Wolfe acknowledges he took a non-traditional path to a career that now has led him to the Winter Olympic Games in Sochi. It also was a journey set up by the benefits of his Grinnell College education.
“My education at Grinnell gave me a mental flexibility that allowed me to thrive in different careers,” he says. “The Russian department gave me a really solid foundation not only in Russian, but also in being open and able to understand others.”
Like any good foreign language major, Wolfe studied abroad while at Grinnell. He planned to go to St. Petersburg, Russia, for the first semester of his senior year. While he was there, he fell in love with the city, the country, and a woman named Anastassia. So, his one semester stretched into a year.

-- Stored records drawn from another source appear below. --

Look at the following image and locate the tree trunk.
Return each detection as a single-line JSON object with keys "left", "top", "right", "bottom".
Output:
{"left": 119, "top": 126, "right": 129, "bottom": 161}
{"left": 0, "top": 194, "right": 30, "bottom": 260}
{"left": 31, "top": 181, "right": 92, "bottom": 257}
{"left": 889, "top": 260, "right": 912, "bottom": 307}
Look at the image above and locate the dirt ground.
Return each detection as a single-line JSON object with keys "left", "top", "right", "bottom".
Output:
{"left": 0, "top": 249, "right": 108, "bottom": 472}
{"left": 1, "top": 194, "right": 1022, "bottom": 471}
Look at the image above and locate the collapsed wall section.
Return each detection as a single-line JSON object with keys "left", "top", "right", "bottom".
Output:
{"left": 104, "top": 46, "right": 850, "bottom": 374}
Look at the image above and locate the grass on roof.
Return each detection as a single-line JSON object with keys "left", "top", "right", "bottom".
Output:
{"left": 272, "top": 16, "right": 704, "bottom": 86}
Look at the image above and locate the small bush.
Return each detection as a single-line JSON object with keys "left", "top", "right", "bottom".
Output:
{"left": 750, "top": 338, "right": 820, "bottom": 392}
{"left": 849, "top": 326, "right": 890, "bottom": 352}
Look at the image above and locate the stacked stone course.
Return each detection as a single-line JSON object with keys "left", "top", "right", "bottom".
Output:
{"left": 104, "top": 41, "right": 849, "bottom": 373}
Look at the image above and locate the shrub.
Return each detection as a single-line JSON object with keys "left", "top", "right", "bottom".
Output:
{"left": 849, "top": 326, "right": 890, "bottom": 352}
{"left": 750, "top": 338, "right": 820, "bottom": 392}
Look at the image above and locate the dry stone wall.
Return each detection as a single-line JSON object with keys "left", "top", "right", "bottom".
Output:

How Sochi Comes Into the Story
After graduation, Wolfe returned to Russia, and to Anastassia, who is from Sochi.
Since 1999, Wolfe has been visiting and staying in Sochi. He wanted to write a book about this old resort town on the Black Sea, so he started doing informal research.
In 2007, when the International Olympic Committee announced that Sochi would host the 2014 Winter Games, Wolfe knew the event would be worth paying attention to, even as an amateur observer.
Wolfe did informal field research in Sochi for a decade, knowing the whole time that he wanted to go to graduate school. When he finally made the decision to go, he discovered that he could study the Olympics formally through a field known as mega-events.
He’s writing his master’s thesis about the personal, political, and environmental impacts of the massive construction that transformed Sochi for the 2014 Olympics. His paper “Life On The Ground: A Comparative Analysis of Two Villages in Sochi During Olympic Transformation” was published in Euxeinos, a journal of the Center for Governance and Culture in Europe, in December 2013.
During the 2014 Winter Olympics, Wolfe will conduct more fieldwork: participant-observation and ethnographic interviews in Sochi with locals and tourists. He’s interested in how Russia perceives the West and how the West perceives Russia.
Wolfe plans to pursue doctoral work at a European university where he can do funded field research in Russia.
What He Really Wants To Do
His ultimate goal is to become a professor in the United States at a liberal arts college. His dream job would involve working in the same department as his mentors, Todd Armstrong and Anatoly Vishevsky, professors of Russian at Grinnell College.
Wolfe says perhaps he should have gone straight to graduate school. But he enjoyed his serendipitous and circuitous route, “I’m glad I’ve taken the time. I’m doing something I’m really interested in that’s topical and cool.”